Troubled SNC-Lavalin shakes things up
Struggling company shuffles leaders, restructures in bid to ‘de-risk’ business
As the political furor over whether SNC-Lavalin Group Inc. received special treatment from the prime minister dominates national headlines, the Montreal engineering and construction company has been suffering through its own, separate business drama — reshuffling much of its executive lineup this year in the face of losses and mishaps.
On Thursday, the Montreal-based engineering company announced an official restructuring of its business, and made three leadership changes, adding to earlier turnover in its ranks.
The company framed the changes as an attempt to “de-risk” its business by consolidating certain segments. It follows several damaging mishaps, including the loss of a $350-million contract in Chile this month, and a cloud that moved over its oil and gas business particularly in Saudi Arabia, both of which led to major writedowns and earnings revisions.
“This new organizational structure will position us for further improving project delivery, driving sustainable growth and more consistent cash flow generation,” Neil Bruce, chief executive of SNC, said in a news release.
SNC has twice slashed its profit forecasts this year and last month it reported a $1.6-billion loss for the fourth quarter. That prompted Standard & Poor’s Ratings agency to downgrade its credit from BBB to BBB minus, the lowest investment grade rating for its bonds to still be eligible for bank investment.

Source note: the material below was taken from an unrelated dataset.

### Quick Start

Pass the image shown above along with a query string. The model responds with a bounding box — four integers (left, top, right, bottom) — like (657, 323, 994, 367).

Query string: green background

Part of its losses flowed from a dispute with the Chilean-run copper producer Codelco. In January, Bruce said he was “deeply disappointed” in his mining team for cost overruns on the project, and the company’s chief financial officer said it would result in hundreds of millions of dollars in losses. This week, SNC confirmed it had been fired from a $350-million contract to build acid plants for Codelco. SNC had agreed to design and build the project at a set price. Such contracts are higher risk as the company is responsible for cost overruns.
As part of the restructuring, SNC announced a new “project oversight” position to “foresee and fix project-related issues in a timely fashion,” that will report directly to Bruce.
He has stressed that there won’t be any future debacles similar to what happened with Codelco on its outstanding contracts.
this new organizational structure will position us for further improving project delivery.
“We have gone through 20 of our top contracts,” Bruce said during the last earnings call in February.
“We’ve done all the checks again to make sure that what we approved is what we signed and that they are on track and we don’t have anything of any similar nature whatsoever.”
The company said it will be focusing on four core segments including nuclear, infrastructure, resources and engineering, design and project management, or EDPM.
It will also have a technology business, which includes clean power and cybersecurity, and its capital business, meaning six discrete units down from seven.
SNC also announced new people to lead its EDPM, capital and resources segments — the last of which combines the old mining with the oil and gas segment.
This follows the appointment of new chief operating officer Ian Edwards in January, a replacement named to succeed him as head of infrastructure, and the planned exit of its former head of the oil and gas business unit this summer.
Meanwhile, in Ottawa, SNC has faced heightened scrutiny after former attorney general Jody Wilson-Raybould testified earlier this month that the Trudeau administration pressured her to reach a deal with SNC on criminal charges.
The situation has led to speculation about whether SNC may seek to break up some of its business, and sell certain units.
Market reaction to the latest news was tepid, with the price barely moving from around $34.